Management consulting firm Accenture recently released its ‘2014 Global Citizen Pulse Survey on Policing’, that focussed on the question “How can digital police solutions better serve citizens’ expectations?” This research, based on 4,000 respondents from eight countries*, shows that digital tools for the police are becoming more and more appreciated. The vast majority of citizens (82%) believe that digital tools would improve police services and an even higher number of 88% feel that digital technologies help beat crime.
Almost 8 out of 10 respondents say they would prefer digital interaction in addition to or even instead of face to face interaction with the police. 68% of citizens say they would like a greater use of mobile apps for communicating with the police forces and 74% say they would use a special app created by the police. The use of social media is also becoming more and more mainstream, with 72% of respondents saying to be more willing to use social media when dealing with the police than a year ago.

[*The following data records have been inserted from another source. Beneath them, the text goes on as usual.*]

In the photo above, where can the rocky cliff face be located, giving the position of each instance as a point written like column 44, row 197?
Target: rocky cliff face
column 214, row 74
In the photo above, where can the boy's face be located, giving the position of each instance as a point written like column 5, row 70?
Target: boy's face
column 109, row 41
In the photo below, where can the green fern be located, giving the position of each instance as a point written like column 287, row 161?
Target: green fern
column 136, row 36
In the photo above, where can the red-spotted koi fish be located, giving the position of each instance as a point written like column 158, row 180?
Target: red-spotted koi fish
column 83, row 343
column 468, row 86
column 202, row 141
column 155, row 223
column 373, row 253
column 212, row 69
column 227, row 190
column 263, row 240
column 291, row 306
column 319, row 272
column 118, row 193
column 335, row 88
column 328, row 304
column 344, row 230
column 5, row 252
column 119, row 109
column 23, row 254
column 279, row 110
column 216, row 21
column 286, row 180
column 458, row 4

Accenture’s research shows that three-quarters of UK citizens (75%) believe that expanded use of digital tools would improve police services, including investigating crime and catching criminals (88%), preventing crime (77%) and increasing overall police effectiveness (85%), and as such expect the police to make use of digital technologies.
UK citizens are specifically with comfortable with police officers using mobile devices, as 94% say they are okay with this followed by predictive technologies (90%) and security cameras 89%). In addition, UK citizens seem to be comfortable with the police using wearables, such as body-worn cameras (87%).
Despite a strong willingness by UK citizens to interact with the police via digital channels, the survey also found that the expectation of UK citizens, 76% say the police should interact via digital tools with the public, far exceed the actual level of digital services (38%) currently provided by the UK police. “This survey shows that citizens believe that digital tools – such as mobile devices and wearable cameras – together with predictive analytics-based technologies can have a positive impact on crime by helping identify where crime might occur and how best to deploy police. It also shows that nearly all citizens want to actively help police prevent, detect and fight crime, but a gap exists between what digital tools citizens expect police to use, and what police actually use,” comments James Slessor, Managing Director Global Public Safety at Accenture.
A recent research released by PA Consulting reveals that in the digital space, police officers lack the skills and tools to optimally perform their job. The consultants highlight that skills improvement and modern tools will be key in the fight against digital criminals.
* The respondents came from Australia, France, Germany, the Netherlands, Singapore, Spain, the UK and the US.